The Rev. Stephanie Kendell, Park Avenue Christian Church, Manhattan

“White supremacy makes people and systems too proud to take the planks out of their own eyes and too cowardly to point out the speck in their neighbors’, and because of our complacency, there is not a white person among us who does not at least have a systemic plank in our own eye. But even more telling is that there are far too many white people who are proudly showing off the whole tree sticking out of their faces. White people are personally and systemically blinded by the trees and roots and planks and specks of racism in our eyes that we can’t see the divine image in the black lives in front of us. But just because we cannot see the divine image in black bodies does not mean it is not there. It means it has been lost in us. Black lives matter and black lives have always mattered because black lives are holy.”

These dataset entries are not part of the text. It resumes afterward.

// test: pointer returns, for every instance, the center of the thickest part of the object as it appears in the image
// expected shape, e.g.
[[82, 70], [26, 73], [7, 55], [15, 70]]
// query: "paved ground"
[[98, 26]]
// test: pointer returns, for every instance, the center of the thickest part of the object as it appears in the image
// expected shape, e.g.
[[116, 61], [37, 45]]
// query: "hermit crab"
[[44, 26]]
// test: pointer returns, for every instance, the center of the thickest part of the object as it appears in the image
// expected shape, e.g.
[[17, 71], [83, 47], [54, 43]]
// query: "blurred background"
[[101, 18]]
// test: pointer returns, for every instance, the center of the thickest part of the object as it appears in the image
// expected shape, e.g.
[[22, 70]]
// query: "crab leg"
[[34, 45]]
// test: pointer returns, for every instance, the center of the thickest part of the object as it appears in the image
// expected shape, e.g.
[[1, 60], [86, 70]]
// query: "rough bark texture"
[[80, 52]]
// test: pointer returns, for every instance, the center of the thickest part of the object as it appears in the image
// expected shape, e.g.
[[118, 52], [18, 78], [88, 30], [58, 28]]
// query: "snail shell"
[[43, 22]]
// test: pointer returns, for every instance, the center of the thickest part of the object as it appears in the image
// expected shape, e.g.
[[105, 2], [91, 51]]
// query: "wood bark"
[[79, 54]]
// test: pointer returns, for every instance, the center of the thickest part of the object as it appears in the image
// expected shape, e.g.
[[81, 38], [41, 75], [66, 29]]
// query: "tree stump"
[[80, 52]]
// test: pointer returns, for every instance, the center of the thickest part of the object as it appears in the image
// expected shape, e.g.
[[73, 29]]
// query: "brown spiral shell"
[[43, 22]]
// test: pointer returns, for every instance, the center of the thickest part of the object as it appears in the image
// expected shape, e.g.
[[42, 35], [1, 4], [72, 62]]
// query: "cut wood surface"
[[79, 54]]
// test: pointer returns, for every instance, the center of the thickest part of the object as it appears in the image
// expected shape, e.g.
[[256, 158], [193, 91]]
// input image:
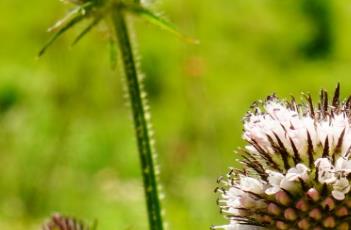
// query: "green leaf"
[[150, 16], [61, 31], [86, 30]]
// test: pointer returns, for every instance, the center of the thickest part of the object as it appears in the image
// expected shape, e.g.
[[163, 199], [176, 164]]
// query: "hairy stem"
[[141, 123]]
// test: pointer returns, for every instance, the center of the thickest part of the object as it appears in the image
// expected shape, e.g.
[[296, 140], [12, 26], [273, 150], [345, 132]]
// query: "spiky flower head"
[[59, 222], [296, 167]]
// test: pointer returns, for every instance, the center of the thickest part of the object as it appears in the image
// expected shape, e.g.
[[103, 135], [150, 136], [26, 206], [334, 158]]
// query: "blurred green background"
[[66, 137]]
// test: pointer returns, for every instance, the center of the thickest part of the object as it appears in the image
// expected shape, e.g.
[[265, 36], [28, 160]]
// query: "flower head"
[[296, 167]]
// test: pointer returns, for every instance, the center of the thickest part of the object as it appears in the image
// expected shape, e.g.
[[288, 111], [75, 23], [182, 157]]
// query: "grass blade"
[[61, 31], [151, 17], [86, 30]]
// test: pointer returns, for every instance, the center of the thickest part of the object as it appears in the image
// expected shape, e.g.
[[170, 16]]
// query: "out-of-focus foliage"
[[66, 138]]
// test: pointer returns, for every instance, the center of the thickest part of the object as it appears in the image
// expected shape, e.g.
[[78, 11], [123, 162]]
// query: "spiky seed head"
[[59, 222], [296, 167]]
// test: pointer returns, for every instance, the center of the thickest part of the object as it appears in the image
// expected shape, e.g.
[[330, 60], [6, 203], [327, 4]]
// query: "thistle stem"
[[141, 123]]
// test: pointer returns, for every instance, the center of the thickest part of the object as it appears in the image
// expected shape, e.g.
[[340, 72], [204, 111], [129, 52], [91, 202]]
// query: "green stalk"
[[141, 124]]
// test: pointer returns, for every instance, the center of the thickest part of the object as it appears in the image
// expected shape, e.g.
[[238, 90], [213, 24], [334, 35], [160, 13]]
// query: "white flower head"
[[296, 165]]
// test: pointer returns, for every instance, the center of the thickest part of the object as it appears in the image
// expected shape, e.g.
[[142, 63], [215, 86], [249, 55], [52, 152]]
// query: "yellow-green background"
[[66, 138]]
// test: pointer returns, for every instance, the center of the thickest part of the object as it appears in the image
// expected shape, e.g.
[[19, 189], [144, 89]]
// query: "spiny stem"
[[140, 121]]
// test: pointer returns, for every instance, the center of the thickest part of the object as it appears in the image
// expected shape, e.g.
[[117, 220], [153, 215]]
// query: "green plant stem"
[[141, 124]]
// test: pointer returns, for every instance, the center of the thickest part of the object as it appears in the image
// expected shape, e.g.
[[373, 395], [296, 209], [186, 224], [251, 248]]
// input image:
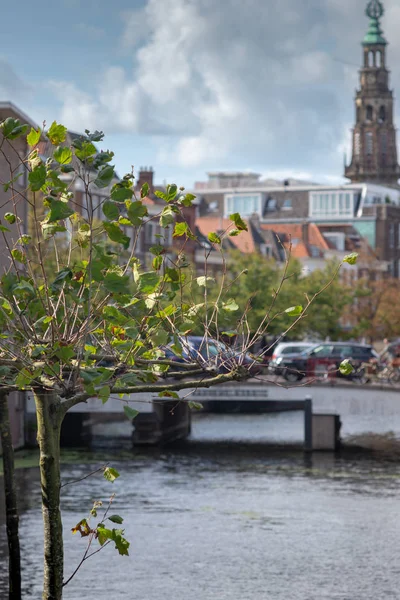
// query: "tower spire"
[[374, 34], [374, 156]]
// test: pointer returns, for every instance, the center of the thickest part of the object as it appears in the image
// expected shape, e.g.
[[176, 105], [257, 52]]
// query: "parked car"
[[285, 348], [323, 357], [212, 353]]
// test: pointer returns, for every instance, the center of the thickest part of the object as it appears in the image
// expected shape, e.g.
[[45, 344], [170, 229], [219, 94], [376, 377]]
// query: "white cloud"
[[254, 82], [90, 32], [12, 88]]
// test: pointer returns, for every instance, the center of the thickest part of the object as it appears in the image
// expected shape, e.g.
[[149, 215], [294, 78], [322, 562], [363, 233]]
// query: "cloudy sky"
[[189, 86]]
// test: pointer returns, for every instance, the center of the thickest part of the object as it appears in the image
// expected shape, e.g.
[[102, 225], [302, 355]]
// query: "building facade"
[[374, 151]]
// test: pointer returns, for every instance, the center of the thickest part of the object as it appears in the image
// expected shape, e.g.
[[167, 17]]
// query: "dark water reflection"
[[230, 521]]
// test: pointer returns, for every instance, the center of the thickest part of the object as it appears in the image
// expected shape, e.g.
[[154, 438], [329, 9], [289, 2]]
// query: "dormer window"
[[287, 204]]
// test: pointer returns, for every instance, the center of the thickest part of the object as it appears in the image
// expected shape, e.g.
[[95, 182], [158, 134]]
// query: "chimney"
[[305, 233], [146, 176]]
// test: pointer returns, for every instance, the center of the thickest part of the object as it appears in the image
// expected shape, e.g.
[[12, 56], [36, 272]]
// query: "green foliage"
[[116, 234], [57, 134], [214, 238], [12, 128], [238, 221], [294, 311], [33, 137], [63, 155], [136, 212], [37, 177]]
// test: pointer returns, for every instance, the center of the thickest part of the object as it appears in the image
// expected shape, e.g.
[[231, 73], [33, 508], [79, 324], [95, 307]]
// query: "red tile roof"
[[295, 233], [243, 242]]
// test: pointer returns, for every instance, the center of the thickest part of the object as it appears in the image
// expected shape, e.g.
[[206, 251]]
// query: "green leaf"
[[157, 263], [345, 367], [37, 177], [50, 229], [104, 177], [61, 276], [59, 211], [116, 234], [121, 543], [104, 393], [161, 195], [23, 379], [67, 169], [18, 255], [10, 218], [8, 184], [294, 311], [33, 136], [351, 259], [131, 413], [230, 305], [167, 216], [120, 193], [57, 133], [136, 212], [238, 221], [144, 190], [181, 229], [12, 128], [195, 405], [24, 239], [63, 155], [65, 353], [187, 200], [116, 519], [214, 238], [172, 190], [110, 210], [103, 534], [203, 281], [84, 150], [110, 474], [148, 282], [23, 288], [117, 284]]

The Rev. Dr. Otis Moss III, Trinity United Church of Christ, Chicago

Following a message last week that asked when the “someday” in the words of the famous civil rights song — “We shall overcome someday” — might be, Moss premiered a “sermonic film” titled “Weary Throats and New Songs.” In it, he encouraged his congregation to “resist, dare to sing and stay connected.”

Preaching on Psalm 137, he said:

“In exile, the Jewish Hebraic Hebrew community dared sing because if I sing, I remember I’m a child of God. Singing is a vaccine to moments of despair. Our mothers and fathers sang during protests because it galvanized people, causing our rhythm, breathing and spirituality to merge together as one. … As the darkness approaches in this nation, I dare you to sing and witness a candle ignite in your soul.”

National reporters Alejandra Molina and Aysha Khan contributed to this report.